For clinical application, a disadvantage of the DCE-MRI method may be the time-consuming analysis, requiring image registration and manual ROI segmentation. Several motion-robust abdominal DCE-MRI sequences have been introduced [35, 36], which may be employed to obviate the requirement of image registration. Ultimately, the DCE-MRI analysis itself may also be automated. Recently, a deep learning algorithm for fully automated brain DCE-MRI analysis has been reported [37], which could possibly be adapted to application in abdominal DCE-MRI.

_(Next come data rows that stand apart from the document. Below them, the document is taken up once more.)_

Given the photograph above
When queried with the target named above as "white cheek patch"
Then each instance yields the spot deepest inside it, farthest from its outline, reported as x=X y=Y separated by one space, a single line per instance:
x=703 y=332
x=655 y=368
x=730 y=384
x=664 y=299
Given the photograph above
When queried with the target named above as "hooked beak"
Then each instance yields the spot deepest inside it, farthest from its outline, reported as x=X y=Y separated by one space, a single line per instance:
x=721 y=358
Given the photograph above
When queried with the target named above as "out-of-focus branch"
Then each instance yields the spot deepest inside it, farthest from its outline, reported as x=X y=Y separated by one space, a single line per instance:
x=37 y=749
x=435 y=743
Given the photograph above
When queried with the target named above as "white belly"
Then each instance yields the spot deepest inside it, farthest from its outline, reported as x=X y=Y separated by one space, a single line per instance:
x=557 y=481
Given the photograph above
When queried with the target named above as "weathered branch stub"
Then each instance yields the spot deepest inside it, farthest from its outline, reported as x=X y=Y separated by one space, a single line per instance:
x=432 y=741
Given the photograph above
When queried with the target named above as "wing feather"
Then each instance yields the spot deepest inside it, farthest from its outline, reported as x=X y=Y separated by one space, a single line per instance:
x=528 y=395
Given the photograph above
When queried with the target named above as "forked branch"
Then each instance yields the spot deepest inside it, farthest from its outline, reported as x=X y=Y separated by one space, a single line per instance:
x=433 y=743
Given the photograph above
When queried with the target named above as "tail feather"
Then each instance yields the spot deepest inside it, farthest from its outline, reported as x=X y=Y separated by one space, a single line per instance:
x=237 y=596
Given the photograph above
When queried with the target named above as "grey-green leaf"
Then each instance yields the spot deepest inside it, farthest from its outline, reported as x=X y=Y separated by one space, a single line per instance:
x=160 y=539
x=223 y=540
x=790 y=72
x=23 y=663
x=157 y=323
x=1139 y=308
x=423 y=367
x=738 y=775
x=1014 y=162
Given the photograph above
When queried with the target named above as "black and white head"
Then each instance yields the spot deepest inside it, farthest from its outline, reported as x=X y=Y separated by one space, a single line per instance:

Our study had several limitations. First, sample size was relatively small in this initial study. Our results need to be confirmed in a validation study. Second, there was a variable time interval between the HVPG measurements and the MRI scan, as it was logistically not feasible to schedule the research MRI exam on the same day as the HVPG procedure. Nevertheless, it would not be expected to change over such a short period of time in clinically stable patients. Third, there was high variability in etiology of liver disease, which reflects clinical practice. The influence of etiology on DCE-MRI parameter quantification needs further evaluation. Fourth, we did not evaluate robustness of the DCE-MRI evaluation in terms of reproducibility and repeatability. Finally, we did not assess the presence of gastroesophageal varices in this study.

In conclusion, our results demonstrate the potential utility of hepatocyte uptake parameters and spleen interstitial fraction obtained with gadoxetate DCE-MRI for the diagnosis of both PH and clinically significant PH. These findings require validation in an independent cohort.